Augusta and Knoxville Railroad

Overview
- Locale: Georgia and South Carolina, USA
- Dates of operation: 1877 (chartered) 1882–1886
- Successor: Port Royal and Western Carolina Railway

Technical
- Length: 68 mi (109 km)

= Augusta and Knoxville Railroad =

The Augusta and Knoxville Railroad (A&K) was a railroad company that operated on 66 mi of track between Augusta, Georgia, and Greenwood, South Carolina, from 1882 to 1886. It was merged with three other companies to form the Port Royal and Western Carolina Railway, which was reorganized in 1896 as the Charleston and Western Carolina Railway.

== History ==
The company was chartered in 1877 to connect its namesake cities, and was incorporated on February 3, 1880. Patrick H. Bradley served as president until the incorporation, at which time he stepped down citing poor health to become vice president.
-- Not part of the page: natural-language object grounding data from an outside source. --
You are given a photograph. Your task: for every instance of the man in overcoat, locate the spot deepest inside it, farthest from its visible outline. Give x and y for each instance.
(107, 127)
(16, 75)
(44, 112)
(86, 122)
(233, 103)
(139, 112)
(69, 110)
Eugene F. Verdery was appointed president at the incorporation meeting, and the interests of the elected board of directors were split with ten directors from Georgia and six directors from South Carolina. (Note: Verdery was also courted to be president of the Greenwood and Spartanburg Railroad in 1881.) Bonds were issued for the railroad's construction, including a separate $50,000 bond to build a bridge over the Savannah River.

The line that they would eventually complete was started by the Greenwood and Augusta Railroad (G&A), which was chartered in 1873 and began construction in August 1877; the G&A was incorporated into and became a branch of the Augusta, Knoxville and Greenwood Railroad (AK&G) in May 1877, then the AK&G was consolidated into the A&K in 1880. The AK&G acquisition increased the graded right-of-way total to 51 mi. In 1881, the Charlotte, Columbia and Augusta Railroad tried to gain a controlling interest in the A&K in an effort to prevent competition from the Baltimore and Ohio Railroad (B&O). Many of the shares of the A&K were held by the city of Augusta, which was reluctant to sell to them and to several other bidders including the Virginia Midland Railroad, Richmond and Danville Railroad and the Plant System. The B&O themselves also made an offer to take control of the A&K which would help them complete construction of the entire line connecting to Spartanburg, but the A&K board of directors declined. The first train ran from Augusta 45 mi to Dorrs Mines on January 8, 1882. The full A&K line was officially opened with a ceremonial first train on April 28, 1882, (Note: Some reports written in the 20th century state that the opening occurred in 1884.) the track stretching 68 mi between Augusta, Georgia, and Greenwood, South Carolina. Regularly scheduled passenger trains began serving the line on May 15, 1882.

The A&K was leased to the Port Royal and Augusta Railway in September 1883. In 1886, bondholders brought suit to set aside the lease, and on October 27, 1886, the A&K was merged with the Greenwood, Laurens and Spartanburg Railroad, Greenville and Laurens Railroad and the Savannah Valley Railroad to form the Port Royal and Western Carolina Railway (PR&WC). Verdery continued his employment with the line, serving on the PR&WC board of directors. The PR&WC was reorganized in 1896 as the Charleston and Western Carolina Railway.